While the Labour government in London has ditched its right-wing Conservative predecessor administration’s plan to send asylum seekers to Rwanda, there is clearly interest in a deal Italy has struck with Albania to detain and process migrants there.

Within the European Union, Cyprus has suspended the processing of asylum applications from Syrian applicants, while laws have appeared authorising pushbacks at the border in Finland and Lithuania.

Under the pretext of dealing with “emergency” or “crisis” situations, the list of exemptions and deviations from the common rules defined by the European Union continues to grow.

All this flies in the face of the new EU migration pact, agreed only in May and coming into force in 2026.

In the wake of deadly attacks in Mannheim and most recently Solingen blamed on radical Islamists, German Chancellor Olaf Scholz’s government also expelled 28 Afghans back to their home country for the first time since the Taliban takeover of Kabul.

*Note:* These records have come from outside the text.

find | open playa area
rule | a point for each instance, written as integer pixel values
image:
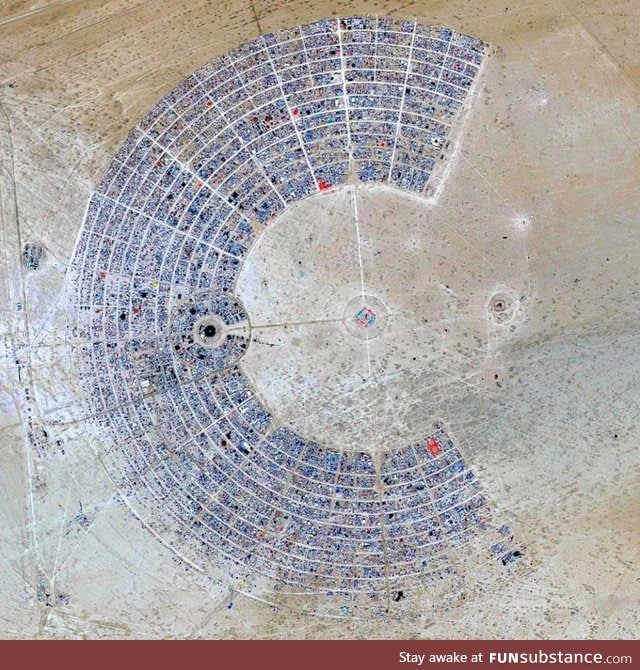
(320, 320)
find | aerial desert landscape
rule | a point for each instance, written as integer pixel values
(320, 321)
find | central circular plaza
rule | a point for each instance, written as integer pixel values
(367, 318)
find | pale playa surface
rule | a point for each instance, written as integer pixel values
(541, 202)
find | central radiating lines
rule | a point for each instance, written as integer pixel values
(354, 200)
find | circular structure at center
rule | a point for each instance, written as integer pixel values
(365, 317)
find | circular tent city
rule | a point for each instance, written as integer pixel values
(272, 323)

Such gestures from Germany are all the more symbolic given how the country since World War II has tried to turn itself into a model of integration, taking in a million refugees, mainly Syrians in 2015-2016 and then more than a million Ukrainian exiles since the Russian invasion.

Germany is sending a “strong message” to its own public as well as to its European partners, said Trauner.

The migratory pressure “remains significant” with more than 500,000 asylum applications registered in the European Union for the first six months of the year, he said.

‘Climate on impunity’

Germany, which received about a quarter of them alone, criticises the countries of southern Europe for allowing migrants to circulate without processing their asylum applications, but southern states denounce a lack of solidarity of the rest of Europe.

The moves by Germany were condemned by EU allies including Greece and Poland, but Scholz received the perhaps unwelcome accolade of praise from Hungarian right-wing Prime Minister Viktor Orban, Moscow’s closest friend in the European Union, when he declared “welcome to the club”.

The EU Commission’s failure to hold countries to account “only fosters a climate of impunity where unilateral migration policies and practices can proliferate,” said Adriana Tidona, Amnesty International’s Migration Researcher.

But behind the rhetoric, all European states are also aware of the crucial role played by migrants in keeping sectors going including transport and healthcare, as well as the importance of attracting skilled labour.

“Behind the symbolic speeches, European leaders, particularly German ones, remain pragmatic: border controls are targeted,” said Sophie Meiners, a migration researcher with the German Council on Foreign Relations.

Even Meloni’s government has allowed the entry into Italy of 452,000 foreign workers for the period 2023-2025.

“In parallel to this kind of new restrictive measures, they know they need to address skilled labour needs,” she said.